Killer Mike spoke with Professor Cornell West, Senator Nina Turner and Vermont Senator Bernie Sanders to discuss Dr. Martin Luther King Jr.'s legacy, which Mike says is more radical than most perceive. The panel discussed many aspects of the important Reverend and social activist's legacy, and the effects that his advocacy of civil rights has had on society today. Each participant had a unique vision of the iconic Doctor, and paid tribute respectively. However, Mike's perspective differed a bit from others on the panel and said that Dr. King was more about social justice than others thought.

The conversation took place in Emanuel AME Church, sometimes called Mother Emanuel, in Charleston, South Carolina, according to HipHopDX. This historic African American church was the site of a horrific massacre on June 17th, 2015 when Dylan Roof, after sitting in a Bible study class for an extended period of time, opened fire on the congregants in a hateful act of racial bigotry and violence, killing nine innocent church-goers.

Killer Mike says he was mentored by Dr. Martin Luther King Jr.'s peers, and has learned aspects of the icon's radicalism that were not taught to him in school.

"I have been mentored directly by Andrew Young, Joseph Lowery, Ralph David Abernathy III, and others that were directly involved with Dr. King...We have been sold a load of crock," Killer Mike said via HipHopDX . "We have been given a pretty, little compartment to put Dr. King in that says 'No matter how much you hurt. No matter how much we stigmatize you. No matter how much we traumatize you, we beat you. As radical as you could go is nonviolence.' And that's about where it is. It never talks about the social justice aspect of Dr. King."
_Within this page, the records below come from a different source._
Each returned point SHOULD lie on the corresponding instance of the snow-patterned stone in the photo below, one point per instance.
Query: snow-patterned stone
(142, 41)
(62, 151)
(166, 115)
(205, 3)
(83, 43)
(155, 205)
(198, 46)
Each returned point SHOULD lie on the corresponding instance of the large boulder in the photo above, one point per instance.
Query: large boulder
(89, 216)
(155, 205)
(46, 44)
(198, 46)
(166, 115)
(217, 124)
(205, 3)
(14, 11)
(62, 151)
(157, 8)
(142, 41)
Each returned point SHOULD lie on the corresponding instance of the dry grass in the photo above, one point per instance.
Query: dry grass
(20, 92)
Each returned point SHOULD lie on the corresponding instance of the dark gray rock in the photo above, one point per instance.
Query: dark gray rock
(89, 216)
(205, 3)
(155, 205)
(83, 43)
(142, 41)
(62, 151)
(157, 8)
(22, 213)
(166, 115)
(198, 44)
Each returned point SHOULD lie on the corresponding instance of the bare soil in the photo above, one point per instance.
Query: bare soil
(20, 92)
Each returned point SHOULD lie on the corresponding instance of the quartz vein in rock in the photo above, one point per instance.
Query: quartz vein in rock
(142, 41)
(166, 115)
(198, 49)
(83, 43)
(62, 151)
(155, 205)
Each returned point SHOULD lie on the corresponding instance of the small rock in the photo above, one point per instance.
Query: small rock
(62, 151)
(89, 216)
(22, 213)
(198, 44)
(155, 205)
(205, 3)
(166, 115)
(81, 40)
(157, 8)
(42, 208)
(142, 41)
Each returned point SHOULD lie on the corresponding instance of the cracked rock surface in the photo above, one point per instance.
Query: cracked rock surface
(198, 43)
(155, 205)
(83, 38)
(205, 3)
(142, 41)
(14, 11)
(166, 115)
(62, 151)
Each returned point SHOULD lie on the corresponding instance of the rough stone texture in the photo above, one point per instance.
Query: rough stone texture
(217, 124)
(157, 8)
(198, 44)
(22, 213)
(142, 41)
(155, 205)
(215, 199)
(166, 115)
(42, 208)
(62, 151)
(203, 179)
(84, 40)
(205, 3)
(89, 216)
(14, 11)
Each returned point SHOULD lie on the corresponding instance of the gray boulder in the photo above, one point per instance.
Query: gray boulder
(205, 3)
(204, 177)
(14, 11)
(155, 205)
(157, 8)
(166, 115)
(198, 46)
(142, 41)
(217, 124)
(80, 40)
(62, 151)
The rapper/activist continued, "Alice Johnson was a white woman and my mentor, from Chicago. She was the first person to introduce me to the radically different ideas of King that directly challenged establishment. They challenged the military-industrial complex. They challenged this country to feed and take care of its poor and mentally ill in a different way...And I had never heard of that. I just heard in school 'Be nonviolent.' It was all about desegregation. It absolutely was not only about desegregation."